Then, the mobile terminal acquires the virtual image of the application program, and determines the spatial position information of the virtual image in the real scene based on the acquired real scene information, wherein optionally, the spatial position information of the virtual image in the real scene can be determined based on the instant positioning and mapping technology and the image processing technology, and finally the virtual image is placed at the placement position.

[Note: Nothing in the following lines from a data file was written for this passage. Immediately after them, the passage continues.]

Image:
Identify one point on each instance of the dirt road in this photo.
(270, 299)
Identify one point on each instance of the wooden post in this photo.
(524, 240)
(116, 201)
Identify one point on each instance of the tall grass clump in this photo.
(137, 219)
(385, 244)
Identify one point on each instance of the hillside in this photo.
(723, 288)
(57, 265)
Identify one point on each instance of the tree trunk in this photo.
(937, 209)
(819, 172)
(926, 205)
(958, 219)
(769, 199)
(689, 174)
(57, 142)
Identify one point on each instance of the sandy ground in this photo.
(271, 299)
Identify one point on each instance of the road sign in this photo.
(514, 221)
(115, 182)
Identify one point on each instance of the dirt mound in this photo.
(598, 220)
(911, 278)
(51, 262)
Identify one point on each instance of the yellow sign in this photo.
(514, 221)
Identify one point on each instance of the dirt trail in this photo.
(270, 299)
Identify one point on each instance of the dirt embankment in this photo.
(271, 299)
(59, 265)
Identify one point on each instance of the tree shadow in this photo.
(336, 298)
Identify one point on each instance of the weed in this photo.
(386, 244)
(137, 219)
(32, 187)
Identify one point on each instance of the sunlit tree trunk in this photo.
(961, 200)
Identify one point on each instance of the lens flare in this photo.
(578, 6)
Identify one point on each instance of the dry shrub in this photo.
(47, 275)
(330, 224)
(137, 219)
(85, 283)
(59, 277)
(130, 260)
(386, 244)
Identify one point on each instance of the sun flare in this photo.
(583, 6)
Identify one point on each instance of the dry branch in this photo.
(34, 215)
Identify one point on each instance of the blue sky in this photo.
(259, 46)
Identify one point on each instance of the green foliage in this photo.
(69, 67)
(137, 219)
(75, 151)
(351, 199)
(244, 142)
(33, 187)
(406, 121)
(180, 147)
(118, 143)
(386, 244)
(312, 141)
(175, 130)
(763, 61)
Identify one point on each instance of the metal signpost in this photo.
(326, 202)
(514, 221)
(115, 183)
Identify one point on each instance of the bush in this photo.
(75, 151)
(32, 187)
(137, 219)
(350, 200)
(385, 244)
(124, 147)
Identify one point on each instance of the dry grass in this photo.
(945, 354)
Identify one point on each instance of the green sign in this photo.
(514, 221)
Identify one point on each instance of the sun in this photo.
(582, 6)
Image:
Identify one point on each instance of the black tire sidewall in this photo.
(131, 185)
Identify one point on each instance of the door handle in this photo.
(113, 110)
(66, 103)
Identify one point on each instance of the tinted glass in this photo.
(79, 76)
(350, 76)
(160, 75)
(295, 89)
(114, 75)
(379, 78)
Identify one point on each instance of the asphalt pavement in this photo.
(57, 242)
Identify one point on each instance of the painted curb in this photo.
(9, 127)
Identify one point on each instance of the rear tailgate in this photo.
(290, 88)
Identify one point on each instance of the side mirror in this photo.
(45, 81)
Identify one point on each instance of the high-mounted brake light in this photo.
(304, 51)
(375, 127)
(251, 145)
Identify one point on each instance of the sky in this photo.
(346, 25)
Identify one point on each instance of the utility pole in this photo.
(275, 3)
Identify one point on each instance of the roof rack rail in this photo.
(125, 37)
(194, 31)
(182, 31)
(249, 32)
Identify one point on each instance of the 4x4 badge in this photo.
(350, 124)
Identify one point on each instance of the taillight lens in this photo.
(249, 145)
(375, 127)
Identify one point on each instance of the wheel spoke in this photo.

In this embodiment, if a display instruction of an avatar of an augmented reality application is received, a real scene collected by a camera is obtained and spatial information of the real scene is determined, then the avatar of the augmented reality application is obtained, the spatial information of the real scene is identified, finally, a display position corresponding to the spatial information of the avatar in the real scene is determined based on the spatial information of the real scene, the augmented reality application is operated based on the display position, the avatar is displayed at the display position of the real scene, and the placement position of the avatar in the real scene is determined according to the spatial information of different real scenes, so that the accuracy of the avatar displayed in a current display screen of a mobile terminal is improved, and further, the user experience is improved.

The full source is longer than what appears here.